Today many large companies are just storing their history data and never or do not know how to process the data to be useful. Confused to start where the history data can provide valuable information may be one of the causes.
If previously friends did not know what Data Mining is, you should first read “What is Data Mining?“ before reading further.
Ever heard of the term CRISP-DM?
CRISP-DM stands for Cross-Industry Standard Process Model for Data Mining, first developed in 1996. CRISP-DM describes the data mining process which is divided into six stages.
This process is one of the goals to find interesting and meaningful patterns in the data. As well as involving several disciplines, namely Statistics, Machine Learning, Artificial Intelligence, Pattern Recognition, and Data Mining.
One of the advantages of using this process is to explain the most common steps in the processes.

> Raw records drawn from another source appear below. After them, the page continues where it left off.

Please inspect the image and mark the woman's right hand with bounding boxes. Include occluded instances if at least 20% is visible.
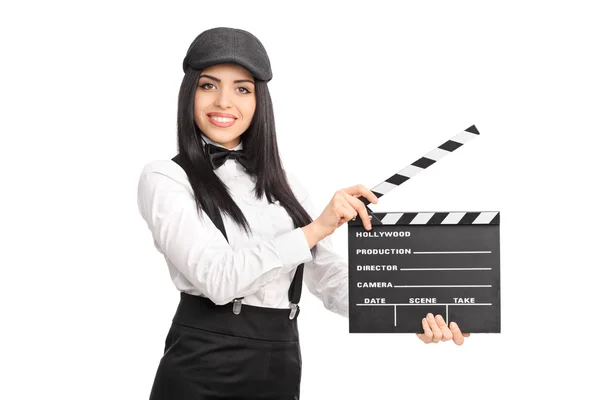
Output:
[302,185,378,247]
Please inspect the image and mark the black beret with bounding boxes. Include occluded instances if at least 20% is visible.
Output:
[183,27,273,82]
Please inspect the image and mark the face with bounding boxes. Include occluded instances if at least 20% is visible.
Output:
[194,64,256,149]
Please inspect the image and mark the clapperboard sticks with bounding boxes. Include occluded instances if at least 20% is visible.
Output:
[359,125,500,225]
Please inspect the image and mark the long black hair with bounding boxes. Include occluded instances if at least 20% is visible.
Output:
[177,68,317,257]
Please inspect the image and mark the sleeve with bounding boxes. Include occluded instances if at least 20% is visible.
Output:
[287,172,348,318]
[137,161,312,304]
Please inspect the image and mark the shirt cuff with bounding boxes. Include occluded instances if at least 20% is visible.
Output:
[273,228,312,266]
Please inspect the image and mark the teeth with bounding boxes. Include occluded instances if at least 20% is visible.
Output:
[209,116,234,122]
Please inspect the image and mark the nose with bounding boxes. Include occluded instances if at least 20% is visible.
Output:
[215,90,232,108]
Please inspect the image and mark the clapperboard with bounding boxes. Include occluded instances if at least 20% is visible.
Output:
[348,125,500,333]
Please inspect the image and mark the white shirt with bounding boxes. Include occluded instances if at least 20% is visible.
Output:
[137,134,348,317]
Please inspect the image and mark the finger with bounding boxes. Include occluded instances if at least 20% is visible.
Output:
[346,194,371,230]
[435,314,452,342]
[417,318,433,343]
[344,185,379,204]
[450,321,469,346]
[427,313,443,343]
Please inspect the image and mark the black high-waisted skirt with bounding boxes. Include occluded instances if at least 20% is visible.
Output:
[150,292,302,400]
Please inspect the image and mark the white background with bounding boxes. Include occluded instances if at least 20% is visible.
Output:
[0,1,600,400]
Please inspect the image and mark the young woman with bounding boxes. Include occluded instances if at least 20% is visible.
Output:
[138,28,467,400]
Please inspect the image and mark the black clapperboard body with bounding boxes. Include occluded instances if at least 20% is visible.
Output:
[348,125,500,333]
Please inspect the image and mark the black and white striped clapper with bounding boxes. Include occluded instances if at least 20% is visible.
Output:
[348,125,500,333]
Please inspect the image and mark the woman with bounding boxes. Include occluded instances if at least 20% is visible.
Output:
[138,28,466,400]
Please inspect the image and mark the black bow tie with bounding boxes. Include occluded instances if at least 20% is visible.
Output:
[206,143,254,172]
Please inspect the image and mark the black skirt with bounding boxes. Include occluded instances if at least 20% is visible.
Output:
[150,292,302,400]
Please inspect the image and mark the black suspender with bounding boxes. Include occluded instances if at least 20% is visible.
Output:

This process also involves managers and practitioners simultaneously. Where managers in general provide direction for the main project objectives to be carried out, data availability and models to be used. While practitioners will work in accordance with their fields in every process that exists, the practitioner can also consist of various disciplines, from mathematics, statistics, or informatics engineering.
The CRISP-DM stages are:
1. Business Understanding
Broadly speaking to define the project. This is the first stage in CRISP-DM and includes a vital part of the project and during the work in the next process. At this stage requires knowledge of business objects, how to build or obtain data, and how to match modeling goals to business goals so that the best models can be built.
2. Data Understanding
Broadly speaking to examine the data, so that it can identify problems in the data. This stage provides an analytical foundation for a project by making summary and identifying potential problems in the data. This stage must also be done carefully and not in a hurry, such as in data visualization, which sometimes the insight is very difficult to get linked to the data summary. If there is a problem at this stage that has not been answered, it will interfere at the modeling stage. Summaries or summary of data can be useful to confirm whether the data is distributed as expected, or reveal unexpected irregularities that need to be addressed in the next stage, namely Data Preparation Problems in the data usually such as missing values, outliers, spike distributions, bimodal distributions must be identified and measured so that they can be corrected in the Data Preparation.
3. Data Preparation
Broadly speaking to fix problems in data, then create derived variables.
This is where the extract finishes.